A security official told Reuters news agency the militants were members of the Caliphate Soldiers, an al Qaeda splinter group that had declared allegiance to the Islamic State militant group.
"This is a major counter-terrorism operation, the largest in terms of militants killed in years," the security source said. "They were holding a meeting at the time."
The assault on the group took place in the Boukram forest in Boumerdes, about 20 kilometers from the capital of Algiers. Intelligence sources had informed the Algerian army about the meeting.
Dozens of weapons and homemade bombs were seized during the raid.
The Caliphate Soldiers in September kidnapped and killed a French tourist in the mountains east of Algiers, prompting Algerian troops to step up security operations in the region.
The Algerian army said it is still pursuing other members of the group, though it did not provide further details.

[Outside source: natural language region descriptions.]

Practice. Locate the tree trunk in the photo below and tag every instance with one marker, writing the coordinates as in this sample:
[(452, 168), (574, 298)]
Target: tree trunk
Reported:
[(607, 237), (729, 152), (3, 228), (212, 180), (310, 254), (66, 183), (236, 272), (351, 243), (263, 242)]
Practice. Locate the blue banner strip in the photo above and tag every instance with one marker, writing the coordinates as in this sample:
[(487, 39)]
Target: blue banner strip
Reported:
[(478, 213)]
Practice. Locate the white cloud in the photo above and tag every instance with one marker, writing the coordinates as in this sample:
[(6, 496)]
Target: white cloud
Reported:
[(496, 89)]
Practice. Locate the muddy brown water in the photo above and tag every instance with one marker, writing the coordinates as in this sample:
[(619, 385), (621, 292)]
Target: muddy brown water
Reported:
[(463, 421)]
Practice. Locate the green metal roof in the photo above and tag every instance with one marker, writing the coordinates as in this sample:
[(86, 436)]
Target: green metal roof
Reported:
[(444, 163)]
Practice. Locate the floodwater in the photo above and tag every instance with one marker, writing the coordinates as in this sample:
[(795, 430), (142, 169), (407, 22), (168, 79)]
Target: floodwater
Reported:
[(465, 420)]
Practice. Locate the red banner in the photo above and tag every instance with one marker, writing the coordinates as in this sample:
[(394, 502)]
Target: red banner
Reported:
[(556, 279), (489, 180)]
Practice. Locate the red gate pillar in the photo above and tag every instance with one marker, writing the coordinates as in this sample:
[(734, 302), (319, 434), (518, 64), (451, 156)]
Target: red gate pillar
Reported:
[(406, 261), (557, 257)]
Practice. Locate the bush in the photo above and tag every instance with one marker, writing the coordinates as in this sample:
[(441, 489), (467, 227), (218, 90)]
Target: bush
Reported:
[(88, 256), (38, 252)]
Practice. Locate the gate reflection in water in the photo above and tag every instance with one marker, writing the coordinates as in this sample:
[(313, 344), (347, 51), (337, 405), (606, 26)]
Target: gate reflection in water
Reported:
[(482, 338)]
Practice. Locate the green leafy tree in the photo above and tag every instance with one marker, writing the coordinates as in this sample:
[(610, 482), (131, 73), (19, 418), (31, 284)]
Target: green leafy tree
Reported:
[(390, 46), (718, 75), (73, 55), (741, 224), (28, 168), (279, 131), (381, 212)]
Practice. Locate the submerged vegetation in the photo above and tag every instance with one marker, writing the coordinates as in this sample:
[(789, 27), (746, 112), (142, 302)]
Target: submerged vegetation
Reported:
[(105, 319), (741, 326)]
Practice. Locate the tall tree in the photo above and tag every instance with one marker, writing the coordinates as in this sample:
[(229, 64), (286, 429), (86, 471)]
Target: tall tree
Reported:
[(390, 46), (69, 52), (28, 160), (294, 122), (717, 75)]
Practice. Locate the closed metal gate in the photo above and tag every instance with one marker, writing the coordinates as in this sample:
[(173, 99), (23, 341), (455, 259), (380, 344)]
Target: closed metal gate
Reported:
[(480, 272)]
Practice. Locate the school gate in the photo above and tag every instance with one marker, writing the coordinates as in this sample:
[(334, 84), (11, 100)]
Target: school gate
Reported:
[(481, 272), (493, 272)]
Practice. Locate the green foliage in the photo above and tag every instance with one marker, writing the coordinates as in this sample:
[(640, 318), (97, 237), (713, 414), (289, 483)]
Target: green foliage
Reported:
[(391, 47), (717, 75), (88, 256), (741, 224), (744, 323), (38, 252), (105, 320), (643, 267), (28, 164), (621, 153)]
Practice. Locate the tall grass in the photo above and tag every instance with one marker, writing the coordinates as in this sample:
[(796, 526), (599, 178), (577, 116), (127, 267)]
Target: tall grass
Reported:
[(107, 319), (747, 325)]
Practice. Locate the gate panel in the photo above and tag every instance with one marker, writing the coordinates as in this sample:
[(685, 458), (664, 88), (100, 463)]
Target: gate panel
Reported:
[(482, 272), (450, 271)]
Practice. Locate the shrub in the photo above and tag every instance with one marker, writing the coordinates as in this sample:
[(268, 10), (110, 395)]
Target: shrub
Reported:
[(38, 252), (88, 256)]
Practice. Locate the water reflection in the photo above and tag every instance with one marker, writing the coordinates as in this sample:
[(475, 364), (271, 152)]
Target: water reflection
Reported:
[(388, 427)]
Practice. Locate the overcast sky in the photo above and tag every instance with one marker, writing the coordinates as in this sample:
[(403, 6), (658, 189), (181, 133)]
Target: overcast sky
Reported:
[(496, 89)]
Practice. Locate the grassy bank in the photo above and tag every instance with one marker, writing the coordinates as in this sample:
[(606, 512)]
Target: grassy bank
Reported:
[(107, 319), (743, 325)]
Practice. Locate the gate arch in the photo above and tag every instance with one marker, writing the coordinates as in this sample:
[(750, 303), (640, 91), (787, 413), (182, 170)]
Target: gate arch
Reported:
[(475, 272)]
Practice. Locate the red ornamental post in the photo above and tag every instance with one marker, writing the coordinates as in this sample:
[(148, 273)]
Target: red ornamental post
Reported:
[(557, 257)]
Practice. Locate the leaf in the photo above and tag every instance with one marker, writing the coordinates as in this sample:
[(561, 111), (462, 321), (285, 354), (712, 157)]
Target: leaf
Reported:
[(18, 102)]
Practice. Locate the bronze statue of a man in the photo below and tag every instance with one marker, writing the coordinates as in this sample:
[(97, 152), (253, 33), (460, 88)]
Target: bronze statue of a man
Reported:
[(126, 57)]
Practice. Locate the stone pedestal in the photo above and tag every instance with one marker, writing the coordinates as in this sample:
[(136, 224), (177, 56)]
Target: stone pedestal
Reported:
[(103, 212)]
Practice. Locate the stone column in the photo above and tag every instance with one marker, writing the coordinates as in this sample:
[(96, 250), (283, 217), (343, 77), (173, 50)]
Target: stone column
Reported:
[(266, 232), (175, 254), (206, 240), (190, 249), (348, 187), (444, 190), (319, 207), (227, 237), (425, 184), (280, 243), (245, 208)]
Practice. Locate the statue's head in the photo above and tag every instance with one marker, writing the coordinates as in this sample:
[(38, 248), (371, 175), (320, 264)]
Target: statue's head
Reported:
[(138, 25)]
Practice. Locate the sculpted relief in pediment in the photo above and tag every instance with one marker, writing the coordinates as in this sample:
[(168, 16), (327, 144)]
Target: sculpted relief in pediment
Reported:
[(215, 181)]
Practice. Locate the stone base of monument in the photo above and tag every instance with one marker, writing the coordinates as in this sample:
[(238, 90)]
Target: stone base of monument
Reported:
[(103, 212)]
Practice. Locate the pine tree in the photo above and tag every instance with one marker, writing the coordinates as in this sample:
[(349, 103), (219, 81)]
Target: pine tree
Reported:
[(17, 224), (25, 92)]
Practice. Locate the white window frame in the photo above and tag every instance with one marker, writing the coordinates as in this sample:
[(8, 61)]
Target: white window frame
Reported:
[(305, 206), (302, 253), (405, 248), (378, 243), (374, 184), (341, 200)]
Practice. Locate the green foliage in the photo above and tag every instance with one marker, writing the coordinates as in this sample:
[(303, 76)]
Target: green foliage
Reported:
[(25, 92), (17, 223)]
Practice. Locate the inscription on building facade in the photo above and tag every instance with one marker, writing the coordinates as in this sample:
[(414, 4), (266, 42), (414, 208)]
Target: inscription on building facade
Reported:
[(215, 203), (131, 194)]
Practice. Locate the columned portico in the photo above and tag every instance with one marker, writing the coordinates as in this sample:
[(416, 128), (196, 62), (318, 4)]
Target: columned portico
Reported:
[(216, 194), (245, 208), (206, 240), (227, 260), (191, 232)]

The last major attack in Algeria was an attack on a desert oil facility in January 2013 that left 40 mainly foreign hostages dead. Al Qaeda-linked militant Mokhtar Belmokhtar claimed responsibility for that attack.
Al Qaeda in the Islamic Maghreb, or AQIM, operates east of Algiers and carries out sporadic attacks.
Since the end of Algeria's decade-long 1990s war with Islamist militants, Algeria has become a partner in the Western campaign to root out insurgent groups in North Africa, especially in Mali and Libya.